You could execute PyFlink jobs in per-job mode as following:

.. code-block:: bash

    ./bin/flink run -t yarn-per-job \
          -Djobmanager.memory.process.size=1024m \
          -Dtaskmanager.memory.process.size=1024m \
          -Dyarn.application.name=<ApplicationName> \
          -Dyarn.ship-files=/path/to/shipfiles \
          -pyarch shipfiles/venv.zip \
          -pyclientexec /path/to/venv/bin/python3 \
          -pyexec venv.zip/venv/bin/python3 \
          -py shipfiles/word_count.py

.. note::
    Per-Job mode has been deprecated since Flink 1.15 and may be dropped in the future releases. It's suggested to use
    Application mode. See `YARN Per-Job Mode <https://nightlies.apache.org/flink/flink-docs-stable/docs/deployment/resource-providers/yarn/#per-job-mode-deprecated>`_ for more details.

    It should be noted that there are some differences compared with the application mode. For option **-pyclientexec**,
    it should point to a path on the client node (node executing the above command) as the job is compiled at the client
    side in per-job mode. If it's not specified, it will use the Python environment of the current shell environment.

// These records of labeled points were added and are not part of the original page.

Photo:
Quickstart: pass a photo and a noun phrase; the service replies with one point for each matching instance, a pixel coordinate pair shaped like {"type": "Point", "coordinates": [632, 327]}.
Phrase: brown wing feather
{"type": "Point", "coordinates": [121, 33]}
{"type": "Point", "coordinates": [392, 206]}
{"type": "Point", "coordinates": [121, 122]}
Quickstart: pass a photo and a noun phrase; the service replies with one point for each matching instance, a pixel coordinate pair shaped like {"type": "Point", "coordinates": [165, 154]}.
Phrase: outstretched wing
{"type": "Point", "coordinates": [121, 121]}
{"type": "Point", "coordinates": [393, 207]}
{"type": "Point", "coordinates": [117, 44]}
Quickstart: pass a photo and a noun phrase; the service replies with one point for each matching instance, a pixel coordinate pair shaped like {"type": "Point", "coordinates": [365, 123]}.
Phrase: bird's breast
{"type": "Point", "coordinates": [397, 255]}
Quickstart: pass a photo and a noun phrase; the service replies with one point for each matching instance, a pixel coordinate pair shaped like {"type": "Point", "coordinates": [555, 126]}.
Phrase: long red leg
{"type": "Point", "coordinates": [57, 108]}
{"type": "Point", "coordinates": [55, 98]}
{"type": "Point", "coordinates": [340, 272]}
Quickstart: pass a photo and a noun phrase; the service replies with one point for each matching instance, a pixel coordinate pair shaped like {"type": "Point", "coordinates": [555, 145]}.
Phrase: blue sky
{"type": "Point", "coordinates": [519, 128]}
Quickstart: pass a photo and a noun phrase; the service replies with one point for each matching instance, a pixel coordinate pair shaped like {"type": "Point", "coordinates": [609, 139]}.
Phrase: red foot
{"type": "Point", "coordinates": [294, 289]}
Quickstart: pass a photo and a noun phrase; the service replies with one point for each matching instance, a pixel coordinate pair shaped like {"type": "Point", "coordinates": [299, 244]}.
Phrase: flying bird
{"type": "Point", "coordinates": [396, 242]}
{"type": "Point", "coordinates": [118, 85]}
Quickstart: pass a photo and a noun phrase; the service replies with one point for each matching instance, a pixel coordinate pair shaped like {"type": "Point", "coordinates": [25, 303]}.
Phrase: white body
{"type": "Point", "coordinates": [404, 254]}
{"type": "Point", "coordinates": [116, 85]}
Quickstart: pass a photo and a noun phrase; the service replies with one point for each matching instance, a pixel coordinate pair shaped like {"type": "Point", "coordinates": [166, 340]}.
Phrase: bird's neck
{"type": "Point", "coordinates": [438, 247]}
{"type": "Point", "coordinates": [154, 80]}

You could also execute PyFlink jobs in session mode as following:

.. code-block:: bash

    ./bin/flink run -t yarn-session \
              -Djobmanager.memory.process.size=1024m \
              -Dtaskmanager.memory.process.size=1024m \
              -Dyarn.application.id=<application_XXXX_YY> \
              -Dyarn.ship-files=/path/to/shipfiles \
              -pyarch shipfiles/venv.zip \
              -pyclientexec /path/to/venv/bin/python3 \
              -pyexec venv.zip/venv/bin/python3 \
              -py shipfiles/word_count.py

See `Session Mode <https://nightlies.apache.org/flink/flink-docs-stable/docs/deployment/resource-providers/yarn/#session-mode>`_ for more details.

.. note::
    Same as the per-job mode, the option **-pyclientexec** should point to a path on the client node
    (node executing the above command) as the job is compiled at the client side in per-job mode.
    If it's not specified, it will use the Python environment of the current shell environment.